The most common error among horse players is to rely on intuition and logical thinking. A combination of selective memory with a think process that tries to interpret a handicapping factor most of the times is reaching a completely wrong conclusion. The good news is that any kind of a handicapping scenario that can be defined as a function of concrete data can easily be tested using a data base. This does not mean that a data base can completely substitute the human factor completely but it can certainly validate it, helping the handicapper to reach more objective and accurate conclusions.
Two logical handicapping factors
In this posting I will analyze a couple of such factors that appeared recently on Pace Advantage from a couple of handicappers that using the experience and logic concluded to the following factors:
– Bet a horse when a top jockey stays on for the second time after the horse runs out of the money. It seems reasonable that if a top jockey made the decision to stick with a horse even if he run out the money with him in his last race to assume that he has a very good reason since it would have been very easy for him to select any other mount
Horse claimed in his last race at more than 10-1
To test this factor I will compare all the horses who were claimed last time at odds of more than 10-1 against all the other who have been claimed for less. To make comparisons easier I will add as a constrain the existence of precisely one of these in a race, meaning that I will not consider races where I had two or more of each category in any race.
After creating these factors and running them through the data base I am getting the following results:
factor | winners | losers | Win% | ROI |
claimed more than 10-1 | 28 | 191 | 12.8 | 0.86 |
claimed less than 10-1 | 496 | 2279 | 17.9 | 0.85 |
Calculating Chi Square using observed results only
chi2 = 3.64
critical value = 3.84
not significant
Calculating Chi Square using observed results and expected values based on the odds
observed/expected values using percentages
28.00/ 26.14 191.00/ 192.86 totals = 219 219.0
496.00/ 520.76 2279.00/ 2254.24 totals = 2775 2775.0
chi2 = 1.60
critical value = 3.85
not significant
Note that horses fitting the factor won close to 13% while all other claims at 18% both having very close ROI.As we can see from the chi square analysis these two categories have exactly the same behavior for betting purposes so the factor is completely random.
Besides the fact that it look reasonable to assume that a trainer who is claiming a longshot knows something that no one else does, the numbers prove that this is not the case.
Top jockey stays after an out of the money race
I am using the top 10 jockeys from here comparing horses with top jockey staying for second time after an out of the money race against horses that were ridden in the last race from a top jockey who today passes the mount.

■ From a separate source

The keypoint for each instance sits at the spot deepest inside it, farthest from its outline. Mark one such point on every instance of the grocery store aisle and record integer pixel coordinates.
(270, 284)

The results are as follows:
factor | winners | losers | Win% | ROI |
top_jockey_goes | 573 | 3024 | 15.9 | 0.72 |
top_jockey_stays | 123 | 592 | 17.2 | 0.79 |
Calculating Chi Square using observed results only
chi2 = 0.72
critical value = 3.841
not significant
Calculating Chi Square using observed results and expected values based on the odds
observed/expected values using percentages
573.00/ 649.29 3024.00/ 2947.71 totals = 3597 3597.0
123.00/ 131.99 592.00/ 583.01 totals = 715 715.0
chi2 = 11.69
critical value = 3.85
significant
As we can see now the factor has no value as far as winning frequency goes but for betting purposes it is indeed significant.
To simplify the results note that the ROI when the top jockey goes is 0.72 while when he stays is 0.79.
This can be interpreted in two ways:
– When jockey goes the bet is very poor
– When jockey goes the bet is very good
To address this we need another test where we are going to compare horses where the top jockey stays against all other mounts of the top jockey.
The results for this test look like this:
factor | winners | losers | Win% | ROI |
top_jockey | 1093 | 3487 | 23.9 | 0.85 |
top_jockey_stays | 123 | 592 | 17.2 | 0.79 |
Calculating Chi Square using observed results only
chi2 = 15.52
critical value = 3.85
significant
Calculating Chi Square using observed results and expected values based on the odds
observed/expected values using percentages
1093.00/ 1129.18 3487.00/ 3450.82 totals = 4580 4580.0
123.00/ 131.99 592.00/ 583.01 totals = 715 715.0
total observed=5295
total expected=5295.0
chi2 = 2.29
critical value = 3.85
not significant
Analyzing these results we can see that as far as winning frequency goes when the jockey stays we have a significantly lower winning chance than all his other mount and for betting purposes there is no significant difference at all. This means that the bet is neutral and makes no difference (for betting purposes) whether this factor is true or not.
Combining this result with the previous we conclude that the significance of the factor is to avoid horses abandoned by the top jockey rather to bet those he stays up.
Do not rely on intuition and logic when your factor can be tested
The purpose of this posting was not that much to analyze the specific factors as to prove that intuition and logic are deceiving and should not be trusted when making handicapping decisions. As a handicapper your major goal is to identify this type of factors that are used by the betting crowd an take advantage of them.